Least squares adjusted means and SE estimates are presented. The main statistical analysis used was a repeated-measure analysis of variance (ANOVA; SAS PROC Mixed), with diagnosis as a between-subjects effect; CA regions as a within-subjects effect; and age, postmortem interval, tissue pH, and brain weight as covariates (entered separately). Gender was included as a factor in some analyses. Size and density data for neurons and glia in the granule cell layer of the dentate gyrus were analyzed separately from data gathered in the CA regions because the scale of these measures was markedly different from the scale of data from the CA regions. The potential effect of being an active smoker before death, having an antidepressant medication prescription within the last month of life, or of dying by suicide was assessed individually by evaluating the depressives with one of these potential confounds verses the depressives without these confounds.

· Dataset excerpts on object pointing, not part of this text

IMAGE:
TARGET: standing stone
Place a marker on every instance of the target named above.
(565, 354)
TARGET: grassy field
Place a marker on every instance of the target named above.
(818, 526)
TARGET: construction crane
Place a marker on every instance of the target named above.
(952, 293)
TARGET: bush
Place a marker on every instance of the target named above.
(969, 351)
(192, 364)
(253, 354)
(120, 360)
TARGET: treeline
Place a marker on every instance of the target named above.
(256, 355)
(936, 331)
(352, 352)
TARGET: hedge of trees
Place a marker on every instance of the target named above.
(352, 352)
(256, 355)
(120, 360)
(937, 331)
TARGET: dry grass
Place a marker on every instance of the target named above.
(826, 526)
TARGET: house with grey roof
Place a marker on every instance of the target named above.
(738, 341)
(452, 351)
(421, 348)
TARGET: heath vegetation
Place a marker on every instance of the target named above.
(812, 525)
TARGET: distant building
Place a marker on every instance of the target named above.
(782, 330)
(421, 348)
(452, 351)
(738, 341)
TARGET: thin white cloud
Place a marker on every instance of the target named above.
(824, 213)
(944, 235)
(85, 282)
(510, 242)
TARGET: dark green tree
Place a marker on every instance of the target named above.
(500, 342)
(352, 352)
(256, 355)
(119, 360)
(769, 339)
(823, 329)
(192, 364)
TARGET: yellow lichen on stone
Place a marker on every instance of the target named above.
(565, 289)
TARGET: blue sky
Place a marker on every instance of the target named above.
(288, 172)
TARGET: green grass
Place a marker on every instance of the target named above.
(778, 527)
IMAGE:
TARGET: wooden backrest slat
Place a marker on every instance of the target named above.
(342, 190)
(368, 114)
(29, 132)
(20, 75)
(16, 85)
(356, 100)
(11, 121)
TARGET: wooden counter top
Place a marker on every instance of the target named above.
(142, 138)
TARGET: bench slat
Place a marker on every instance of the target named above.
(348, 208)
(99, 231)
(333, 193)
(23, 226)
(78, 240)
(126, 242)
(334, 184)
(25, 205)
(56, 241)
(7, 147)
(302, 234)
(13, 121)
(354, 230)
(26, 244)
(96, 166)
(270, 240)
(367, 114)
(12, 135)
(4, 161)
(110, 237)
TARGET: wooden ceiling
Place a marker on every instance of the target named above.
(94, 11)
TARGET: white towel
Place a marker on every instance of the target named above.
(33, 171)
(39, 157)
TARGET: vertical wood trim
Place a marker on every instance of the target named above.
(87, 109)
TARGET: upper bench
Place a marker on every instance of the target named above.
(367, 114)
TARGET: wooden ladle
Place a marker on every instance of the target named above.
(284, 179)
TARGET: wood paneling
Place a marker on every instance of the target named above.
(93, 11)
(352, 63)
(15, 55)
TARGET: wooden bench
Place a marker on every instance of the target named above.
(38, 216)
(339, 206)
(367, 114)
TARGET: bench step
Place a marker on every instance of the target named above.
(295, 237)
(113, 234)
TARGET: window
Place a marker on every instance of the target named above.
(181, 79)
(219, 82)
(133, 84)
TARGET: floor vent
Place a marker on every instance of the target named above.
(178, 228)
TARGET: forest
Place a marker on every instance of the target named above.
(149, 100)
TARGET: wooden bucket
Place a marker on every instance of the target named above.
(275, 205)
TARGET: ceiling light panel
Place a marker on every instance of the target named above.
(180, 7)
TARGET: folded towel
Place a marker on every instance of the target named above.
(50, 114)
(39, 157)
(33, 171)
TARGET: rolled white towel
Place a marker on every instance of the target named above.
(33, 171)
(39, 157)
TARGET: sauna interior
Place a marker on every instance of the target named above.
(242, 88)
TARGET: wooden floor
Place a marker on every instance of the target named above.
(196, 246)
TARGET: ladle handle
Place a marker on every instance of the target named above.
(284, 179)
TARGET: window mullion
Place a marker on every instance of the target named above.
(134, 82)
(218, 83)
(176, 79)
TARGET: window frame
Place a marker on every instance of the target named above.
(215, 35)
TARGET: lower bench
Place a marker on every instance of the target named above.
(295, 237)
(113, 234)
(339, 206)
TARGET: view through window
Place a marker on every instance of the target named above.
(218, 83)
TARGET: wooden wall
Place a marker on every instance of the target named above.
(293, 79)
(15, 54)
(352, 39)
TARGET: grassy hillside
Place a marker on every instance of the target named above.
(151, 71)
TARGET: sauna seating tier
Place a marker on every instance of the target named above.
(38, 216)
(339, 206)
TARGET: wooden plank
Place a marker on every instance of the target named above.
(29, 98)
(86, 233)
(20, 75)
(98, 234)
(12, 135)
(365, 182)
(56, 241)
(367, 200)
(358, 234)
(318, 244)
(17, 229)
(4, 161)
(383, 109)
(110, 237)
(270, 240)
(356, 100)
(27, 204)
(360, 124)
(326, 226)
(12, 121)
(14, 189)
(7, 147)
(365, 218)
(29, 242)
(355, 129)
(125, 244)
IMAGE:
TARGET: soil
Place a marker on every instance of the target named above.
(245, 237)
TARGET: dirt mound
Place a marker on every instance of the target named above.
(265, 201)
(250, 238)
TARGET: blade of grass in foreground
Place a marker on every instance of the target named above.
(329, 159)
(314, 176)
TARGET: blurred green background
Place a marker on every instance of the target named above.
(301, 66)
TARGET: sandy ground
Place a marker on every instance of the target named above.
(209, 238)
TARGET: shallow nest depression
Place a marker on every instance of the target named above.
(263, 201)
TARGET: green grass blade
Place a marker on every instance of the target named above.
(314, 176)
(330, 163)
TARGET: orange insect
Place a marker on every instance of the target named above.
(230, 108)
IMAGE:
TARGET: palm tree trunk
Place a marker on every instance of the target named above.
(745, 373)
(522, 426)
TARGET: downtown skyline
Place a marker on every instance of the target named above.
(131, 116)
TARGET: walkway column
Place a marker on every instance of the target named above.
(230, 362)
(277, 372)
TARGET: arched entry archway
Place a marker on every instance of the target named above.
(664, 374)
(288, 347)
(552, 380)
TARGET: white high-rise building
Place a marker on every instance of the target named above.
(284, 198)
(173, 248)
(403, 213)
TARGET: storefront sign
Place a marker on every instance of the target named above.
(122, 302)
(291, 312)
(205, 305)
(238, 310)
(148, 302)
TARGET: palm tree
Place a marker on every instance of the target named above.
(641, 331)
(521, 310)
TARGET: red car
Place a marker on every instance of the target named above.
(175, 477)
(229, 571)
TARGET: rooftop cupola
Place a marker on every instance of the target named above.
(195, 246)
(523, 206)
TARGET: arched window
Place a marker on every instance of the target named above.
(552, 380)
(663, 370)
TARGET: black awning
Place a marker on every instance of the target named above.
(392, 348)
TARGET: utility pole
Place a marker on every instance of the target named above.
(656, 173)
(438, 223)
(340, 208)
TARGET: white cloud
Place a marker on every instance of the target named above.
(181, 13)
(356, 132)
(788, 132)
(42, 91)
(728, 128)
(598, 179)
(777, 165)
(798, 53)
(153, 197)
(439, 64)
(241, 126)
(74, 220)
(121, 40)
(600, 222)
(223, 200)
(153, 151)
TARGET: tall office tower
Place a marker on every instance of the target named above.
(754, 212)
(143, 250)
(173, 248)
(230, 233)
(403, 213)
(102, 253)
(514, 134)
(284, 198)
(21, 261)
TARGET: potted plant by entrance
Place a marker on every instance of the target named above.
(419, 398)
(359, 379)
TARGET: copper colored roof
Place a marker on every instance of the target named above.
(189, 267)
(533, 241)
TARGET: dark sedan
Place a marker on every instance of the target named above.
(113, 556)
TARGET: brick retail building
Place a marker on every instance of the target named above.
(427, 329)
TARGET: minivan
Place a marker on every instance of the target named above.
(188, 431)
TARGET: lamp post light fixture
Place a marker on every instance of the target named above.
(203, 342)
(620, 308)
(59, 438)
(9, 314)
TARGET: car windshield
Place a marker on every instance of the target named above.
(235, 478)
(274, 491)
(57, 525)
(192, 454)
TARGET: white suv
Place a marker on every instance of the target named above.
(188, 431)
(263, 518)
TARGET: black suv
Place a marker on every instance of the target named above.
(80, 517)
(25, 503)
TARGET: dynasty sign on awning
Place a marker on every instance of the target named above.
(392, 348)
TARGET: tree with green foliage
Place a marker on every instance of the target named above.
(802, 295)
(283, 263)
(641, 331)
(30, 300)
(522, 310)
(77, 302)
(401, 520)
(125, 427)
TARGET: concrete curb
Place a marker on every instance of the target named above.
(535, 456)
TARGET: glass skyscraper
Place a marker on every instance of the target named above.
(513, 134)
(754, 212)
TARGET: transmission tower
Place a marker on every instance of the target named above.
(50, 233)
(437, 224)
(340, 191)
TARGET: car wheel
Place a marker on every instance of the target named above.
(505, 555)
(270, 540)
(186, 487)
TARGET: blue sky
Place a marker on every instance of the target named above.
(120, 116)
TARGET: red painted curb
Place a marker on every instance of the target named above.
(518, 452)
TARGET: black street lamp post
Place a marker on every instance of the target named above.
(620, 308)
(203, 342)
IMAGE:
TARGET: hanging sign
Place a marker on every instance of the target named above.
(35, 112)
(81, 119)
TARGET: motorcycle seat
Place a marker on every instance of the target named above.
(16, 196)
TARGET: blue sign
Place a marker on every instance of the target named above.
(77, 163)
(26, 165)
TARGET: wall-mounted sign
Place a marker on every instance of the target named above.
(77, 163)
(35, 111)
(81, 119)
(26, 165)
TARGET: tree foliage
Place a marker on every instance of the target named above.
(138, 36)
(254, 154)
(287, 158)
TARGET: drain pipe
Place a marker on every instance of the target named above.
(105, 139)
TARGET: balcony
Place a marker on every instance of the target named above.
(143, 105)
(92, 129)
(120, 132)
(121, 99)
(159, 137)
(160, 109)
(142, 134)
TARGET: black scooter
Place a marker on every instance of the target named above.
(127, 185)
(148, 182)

Bonferroni corrections were used to test for statistically significant effects between the two subject groups; a p value of .05 was divided by eight, representing the anatomic variables being assessed (CA neuron density, CA neuron soma size, CA glial density, CA glial nuclear size, DG neuron density, DG neuron soma size, DG glial density, and DG glial nuclear size).
Pearson correlations were calculated to examine potential interactions between age, postmortem interval, tissue pH, age at onset, and the duration of the depressive illness on the eight neuronal and glial density and size measures. A Bonferroni-corrected p value of .00125 was necessary for there to be a statistically significant effect of these variables on neuronal and glial measures.